Apesar de os lançamentos de novas unidades habitacionais em Maceió seguirem uma tendência de queda nacional devido ao novo coronavírus, segundo levantamento da Câmara Brasileira da Indústria da Construção (CBIC) , as vendas de imóveis na capital registraram um avanço de 32,5% no segundo trimestre, na comparação com o mesmo período de 2019. Os dados são do Sindicato da Construção Civil de Alagoas (Sinduscom). Segundo o presidente da entidade, Alfredo Brêda, o impacto dos números na capital, onde o número de negócios fechados costuma ser maior em relação ao interior do Estado, fez com que a procura por imóveis superasse as expectativas e manteve as negociações aquecidas no período. “De fato, se comparados os dados do ano passado, ocorreram menos oferta de lançamentos. Mas a verdade é que lançamos menos, mas vendemos mais. O fato é que as pessoas querem comprar imóveis em algumas áreas que não existem mais. Com isso, tivemos um saldo positivo em relação ao ano passado”, revelou Alfredo. Na prática, o aumento na região Nordeste correspondeu a 5%, o que é importante já que em relação a outros setores os índices negativos acabaram gerando retração, demissão e demora para que se recuperem. Segundo Brêda, alguns fatores favoreceram para a aquisição de imóveis, entre eles a busca de pessoas oriundas dos bairros afetados pela Braskem, novos casamentos, separações e até mesmo a circulação de dinheiro garantida pelo governo federal.

E essa tendência deve continuar até o final do ano, porque como a economia não parou totalmente, já que houve circulação de dinheiro com os auxílios emergenciais e a liberação dos Fundo de Garantia por Tempo de Serviço (FGTS) também em caráter emergencial, acabou favorecendo ao setor da construção por conta do consumo de material.

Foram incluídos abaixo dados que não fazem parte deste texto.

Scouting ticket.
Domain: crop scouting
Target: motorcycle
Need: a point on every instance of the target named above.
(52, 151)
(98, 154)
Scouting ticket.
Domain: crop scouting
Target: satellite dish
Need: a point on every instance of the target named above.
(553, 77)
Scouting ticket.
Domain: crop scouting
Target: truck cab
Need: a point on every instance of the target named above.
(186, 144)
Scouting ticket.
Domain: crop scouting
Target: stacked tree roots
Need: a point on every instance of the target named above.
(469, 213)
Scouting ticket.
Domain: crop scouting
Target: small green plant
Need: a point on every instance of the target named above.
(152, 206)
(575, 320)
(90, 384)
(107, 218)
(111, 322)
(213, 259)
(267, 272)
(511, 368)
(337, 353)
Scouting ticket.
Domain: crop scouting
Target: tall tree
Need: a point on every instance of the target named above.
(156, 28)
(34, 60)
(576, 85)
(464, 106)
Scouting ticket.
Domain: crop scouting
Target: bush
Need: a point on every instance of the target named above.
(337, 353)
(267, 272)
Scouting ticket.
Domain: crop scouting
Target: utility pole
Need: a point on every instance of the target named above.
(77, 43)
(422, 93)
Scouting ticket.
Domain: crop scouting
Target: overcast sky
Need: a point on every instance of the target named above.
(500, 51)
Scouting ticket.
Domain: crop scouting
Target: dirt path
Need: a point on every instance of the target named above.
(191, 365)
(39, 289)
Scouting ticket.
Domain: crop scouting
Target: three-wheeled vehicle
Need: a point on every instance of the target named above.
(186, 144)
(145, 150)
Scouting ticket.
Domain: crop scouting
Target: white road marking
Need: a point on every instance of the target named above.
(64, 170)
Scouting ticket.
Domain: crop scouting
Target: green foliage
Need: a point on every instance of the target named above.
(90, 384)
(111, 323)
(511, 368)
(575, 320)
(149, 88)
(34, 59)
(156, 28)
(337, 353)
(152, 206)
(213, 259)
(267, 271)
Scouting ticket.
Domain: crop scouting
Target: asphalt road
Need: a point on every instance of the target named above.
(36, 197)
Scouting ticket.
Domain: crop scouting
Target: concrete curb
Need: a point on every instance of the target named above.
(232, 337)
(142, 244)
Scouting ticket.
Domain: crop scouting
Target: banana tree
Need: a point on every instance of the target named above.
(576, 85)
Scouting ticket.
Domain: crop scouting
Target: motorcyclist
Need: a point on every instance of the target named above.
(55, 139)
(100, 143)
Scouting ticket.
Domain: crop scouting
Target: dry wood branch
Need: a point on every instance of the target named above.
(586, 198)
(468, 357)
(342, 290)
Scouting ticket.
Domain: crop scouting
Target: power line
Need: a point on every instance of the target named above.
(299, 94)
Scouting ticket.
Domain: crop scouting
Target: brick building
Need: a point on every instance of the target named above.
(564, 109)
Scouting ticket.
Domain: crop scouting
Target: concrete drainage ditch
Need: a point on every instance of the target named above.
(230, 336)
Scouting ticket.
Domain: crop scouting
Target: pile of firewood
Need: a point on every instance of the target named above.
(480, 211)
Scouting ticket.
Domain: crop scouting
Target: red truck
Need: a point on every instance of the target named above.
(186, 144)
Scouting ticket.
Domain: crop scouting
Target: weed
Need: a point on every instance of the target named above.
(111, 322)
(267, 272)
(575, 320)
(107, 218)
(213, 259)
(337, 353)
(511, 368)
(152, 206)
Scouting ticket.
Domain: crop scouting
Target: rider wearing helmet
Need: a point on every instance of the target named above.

Esse fator, porém, conforme lembrou Alfredo, acabou por afetar a cadeia da construção formada por outro produtos como PCV, aço, cimento, entre outros. Isso, consequentemente provocou escassez de matéria-prima que influenciou no aumento de custos. “E isso, associado à necessidade de novos lançamentos, deve provocar um aumento de preços”, destacou Alfredo. Por outro lado, o otimismo tem marcado o setor imobiliário, já que a Caixa anunciou a redução de juros para a compra da casa própria para as faixas de alcance do ex-Minha Casa, Minha Vida, que agora vai se chamar Casa Verde Amarela. Conforme os dados anunciados pelo governo, as taxas ficarão entre 4,25% e 4,5%. Na prática, isso significa que as empresas, ao passo em que estarão se capitalizando, naturalmente irão movimentar o setor para o investimentos em imóveis de outros perfis econômicos. Confiando nisso, o segmento em Alagoas se prepara para um grande feirão da Casa Própria para o mês de outubro, com financiamentos de até R$ 500 mil reais.